One in 25 Irish people is at risk of developing the world’s fourth most lethal medical condition due to our gene pool and chronic smoking habits.
Harvard University and the Royal College of Surgeons in Ireland made the claim in research which warns that people could die if they fail to act on the danger.
According to the study, approximately 4% of the population is at risk of being diagnosed with chronic obstructive pulmonary disease (COPD) at some stage in their life.
The condition is an umbrella term for debilitating and chronic lung problems that narrow the airways, such as emphysema and bronchitis, and kills more than 3m people worldwide every year.
The illness affects at least 440,000 people in Ireland and is the world’s fourth most common form of death, behind heart disease, stroke, and respiratory infections.
According to the research, the Irish gene pool and our smoking habit mean that if no action is taken the rate will get worse.
The Harvard and RCSI study was supported by the Alpha One Foundation campaign group and focused specifically on the protease inhibitor Alpha-1 antitrypsin.
If a person does not have enough of this protein in their body, they are at a significantly increased risk of developing the most aggressive forms of COPD.
Prior to the study, it was believed the risk was limited to people who inherited two abnormal Alpha-1 genes.
However, the research found that, in Ireland at least, the problem can also occur when just one abnormal gene is inherited.
People in this risk bracket further compound the potential difficulties by smoking, the study found.

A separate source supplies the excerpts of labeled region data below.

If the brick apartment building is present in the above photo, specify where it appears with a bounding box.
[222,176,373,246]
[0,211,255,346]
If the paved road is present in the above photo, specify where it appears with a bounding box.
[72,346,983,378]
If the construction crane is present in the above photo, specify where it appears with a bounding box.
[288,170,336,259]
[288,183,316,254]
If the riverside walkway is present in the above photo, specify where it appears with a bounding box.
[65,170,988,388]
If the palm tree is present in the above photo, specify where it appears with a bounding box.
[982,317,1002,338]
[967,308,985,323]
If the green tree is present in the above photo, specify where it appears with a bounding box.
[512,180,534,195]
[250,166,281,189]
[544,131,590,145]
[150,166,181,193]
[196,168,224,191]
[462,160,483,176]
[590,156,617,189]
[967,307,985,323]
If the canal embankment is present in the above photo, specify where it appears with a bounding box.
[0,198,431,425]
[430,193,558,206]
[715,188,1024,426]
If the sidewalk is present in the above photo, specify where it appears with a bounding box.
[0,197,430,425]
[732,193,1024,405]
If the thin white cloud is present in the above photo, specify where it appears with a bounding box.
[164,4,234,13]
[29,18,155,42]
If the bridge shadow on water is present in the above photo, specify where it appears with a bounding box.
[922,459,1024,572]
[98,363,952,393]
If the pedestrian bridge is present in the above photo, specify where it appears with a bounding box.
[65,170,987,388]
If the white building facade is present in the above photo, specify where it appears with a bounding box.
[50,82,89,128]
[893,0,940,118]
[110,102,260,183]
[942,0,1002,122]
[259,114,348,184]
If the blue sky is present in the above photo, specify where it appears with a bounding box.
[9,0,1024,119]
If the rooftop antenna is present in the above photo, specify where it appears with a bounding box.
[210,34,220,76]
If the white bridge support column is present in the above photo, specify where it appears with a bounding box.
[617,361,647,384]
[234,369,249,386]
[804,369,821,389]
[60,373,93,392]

Of the 250,000 with this genetic make-up in Ireland, more than 1,500 have been found to be at risk of developing chronic obstructive pulmonary disease.
“This research signals a major breakthrough in understanding the heightened risk of COPD for people who have the combination of one normal and one abnormal Alpha-1 antitrypsin gene,” the study authors found.
“If people know that they have a genetic pre-disposition to developing COPD, it allows intervention at an earlier age, encourages smoking cessation, and prevents a further decline in lung function in a disease that is otherwise preventable.”
RCSI member Gerry McElvaney said anyone concerned that they may be affected should contact the Alpha One Foundation, of which he is chairman, to organise a free screening to avoid suffering unnecessarily from the debilitating condition.